The Schweikert-Quayle primary and the myth of a GOP civil war
Freshman Republican David Schweikert is in a heated primary battle with fellow freshman Republican Ben Quayle in Arizona. Democrats and their allies in the media are portraying the battle as evidence of a GOP civil war. It isn’t. In fact, it was manufactured by Democrats.
In Arizona, congressional district lines are drawn by the ironically named “Independent Redistricting Commission.” The commission, a product of a ballot measure approved by voters in 2000, was supposed to depoliticize the redistricting process. But while the commission is non-partisan in theory — it consists of two Democrats, two Republicans and one independent — in practice it is not, because its independent, Colleen Mathis, is not independent at all.
Last year, Mathis and the two Democrats on the commission voted to partner with Strategic Telemetry, a progressive firm that has strong ties to Democrats, to draw up Arizona’s new congressional district lines. Strategic Telemetry worked on John Kerry’s 2004 presidential campaign and President Obama’s 2008 presidential campaign. It is currently working on the recall effort of Republican Wisconsin Governor Scott Walker.
Republicans sued the commission and accused Mathis of misconduct, but eventually Mathis and the two Democrats on the commission prevailed.
The result is a map that is extremely friendly to Democrats and forces Quayle and Schweikert into difficult positions: Quayle lives outside the newly redrawn Sixth District, which includes about two-thirds of his current district; Schweikert lives in the newly redrawn Sixth District, which only includes about one-third of his current district.
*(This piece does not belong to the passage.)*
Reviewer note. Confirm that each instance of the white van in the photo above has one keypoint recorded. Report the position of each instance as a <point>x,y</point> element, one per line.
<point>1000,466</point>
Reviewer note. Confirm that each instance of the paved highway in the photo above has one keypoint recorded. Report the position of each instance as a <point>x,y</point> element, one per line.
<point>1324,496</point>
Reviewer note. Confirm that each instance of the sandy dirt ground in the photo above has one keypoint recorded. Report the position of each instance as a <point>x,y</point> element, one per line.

Quayle may actually be the more conservative of the two candidates, though Schweikert has closer ties to the tea party. Nevertheless, Politico recently ran a story with the tagline, “Nasty Arizona race reflects larger GOP divide.” Here’s how the article sets up the fight:
There’s Rep. Ben Quayle, an establishment favorite with the famous last name, who told voters in 2010 he would “knock the hell out of” D.C. but has spent his first year in Washington out of the spotlight, learning the ins and outs of the Capitol while becoming a favorite of leadership.
Then there’s Rep. David Schweikert, a longtime local political figure, tea party favorite and cable TV fixture who’s unafraid to throw bombs and rattle his party’s brass.
These sorts of primaries happen in both parties. For instance, our favorite alien-observer, Democrat Rep. Dennis Kucinich, lost a primary last week to Rep. Marcy Kaptur. Republicans controlled the redistricting process in Ohio and brokered deals with select Democrats to create a map that is very friendly to Republicans. The icing on the cake was having two progressive lions go Thunderdome on each other to retain their respective seats. But no one would credibly claim that the Kucinich-Kaptur primary was evidence of a Democratic civil war.
Like cryptozoologists, Democrats are constantly searching for signs of discord in the Republican Party so that they can construct a false narrative about how the GOP is falling apart. Politico’s story about the Schweikert-Quayle primary is just the latest example of that meme.
Thomas Grier is a third-year law student at The Ohio State University. A graduate of Arizona State University, Grier writes on constitutional law, politics and pro-growth policy.
Note: This article has been updated to reflect the fact that Rep. Ben Quayle lives outside Arizona’s newly redrawn Sixth Congressional District.